The Somali community feted Mohamud Noor a week ago in a familiar place for Noor: the Coyle Community Center in the Cedar-Riverside area of Minneapolis.
It's where he went on his second day as an immigrant to Minnesota. He made the pilgrimage to the Somali version of a settlement house there and got a membership card and his first Minnesota ID.
Now Noor runs that agency, the Confederation of Somali Community in Minnesota, as its volunteer interim director. That's atop his full-time day job with the state. He's also a husband and the father of four ranging from 5 months to 7 years.
Now he'll be juggling one more job, one for which his work at Coyle helped vault him to the top of a four-way competition to be appointed to the Minneapolis school board, a job he assumes Tuesday.
The 35-year-old succeeds the late Hussein Samatar. The school board gave Noor the edge over Samatar's widow, Ubah Jama, who is also a relative of Noor's wife, Farhiya Del. Both Noor and Jama say that the awkwardness of that competition is behind them; she attended the reception last week at Coyle marking Noor's pending swearing-in.

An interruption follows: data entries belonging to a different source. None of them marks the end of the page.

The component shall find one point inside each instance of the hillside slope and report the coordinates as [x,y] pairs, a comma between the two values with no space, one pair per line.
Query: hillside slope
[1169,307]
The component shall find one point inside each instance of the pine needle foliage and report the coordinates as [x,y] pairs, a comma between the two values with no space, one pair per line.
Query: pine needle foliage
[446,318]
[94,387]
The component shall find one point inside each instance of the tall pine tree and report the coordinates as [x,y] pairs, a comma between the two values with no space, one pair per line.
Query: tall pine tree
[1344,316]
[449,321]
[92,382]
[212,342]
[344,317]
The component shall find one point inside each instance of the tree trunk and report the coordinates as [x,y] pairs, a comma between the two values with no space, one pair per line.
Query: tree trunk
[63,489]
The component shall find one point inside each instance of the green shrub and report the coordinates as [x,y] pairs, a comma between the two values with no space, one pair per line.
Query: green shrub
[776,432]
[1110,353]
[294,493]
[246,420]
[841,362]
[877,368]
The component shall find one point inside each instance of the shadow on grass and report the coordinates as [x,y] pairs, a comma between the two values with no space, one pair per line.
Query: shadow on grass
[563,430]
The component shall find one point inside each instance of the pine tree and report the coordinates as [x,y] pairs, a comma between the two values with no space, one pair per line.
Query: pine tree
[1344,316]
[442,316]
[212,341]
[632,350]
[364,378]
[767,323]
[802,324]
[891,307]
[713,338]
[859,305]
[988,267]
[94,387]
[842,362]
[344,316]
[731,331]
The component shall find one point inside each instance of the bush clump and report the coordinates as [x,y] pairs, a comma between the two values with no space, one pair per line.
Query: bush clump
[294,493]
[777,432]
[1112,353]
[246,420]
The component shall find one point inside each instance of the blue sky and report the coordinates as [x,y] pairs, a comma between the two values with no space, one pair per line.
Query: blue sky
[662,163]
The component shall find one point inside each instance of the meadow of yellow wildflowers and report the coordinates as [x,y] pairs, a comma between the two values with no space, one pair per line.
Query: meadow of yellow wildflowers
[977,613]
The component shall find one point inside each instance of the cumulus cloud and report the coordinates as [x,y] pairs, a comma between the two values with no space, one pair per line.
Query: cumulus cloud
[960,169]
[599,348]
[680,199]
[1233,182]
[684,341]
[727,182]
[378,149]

"I've told her, 'Make sure, please keep me on my toes, and if I'm doing the right thing, please support me. And if I'm on the wrong track, please guide me.' "

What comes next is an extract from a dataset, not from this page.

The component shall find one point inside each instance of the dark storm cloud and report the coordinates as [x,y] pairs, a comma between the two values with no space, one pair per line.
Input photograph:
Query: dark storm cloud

Jama said she won't run for the seat when its term expires next year. Noor said he hasn't decided for sure that he will run, wanting a few weeks in the job before he decides. The district lies between the Mississippi River and Interstate 35W, generally north of E. 36th Street.
For now, Noor is the state's lone Somali-American official in public office, as was Samatar. That's only until Jan. 6, when Abdi Warsame joins the Minneapolis City Council.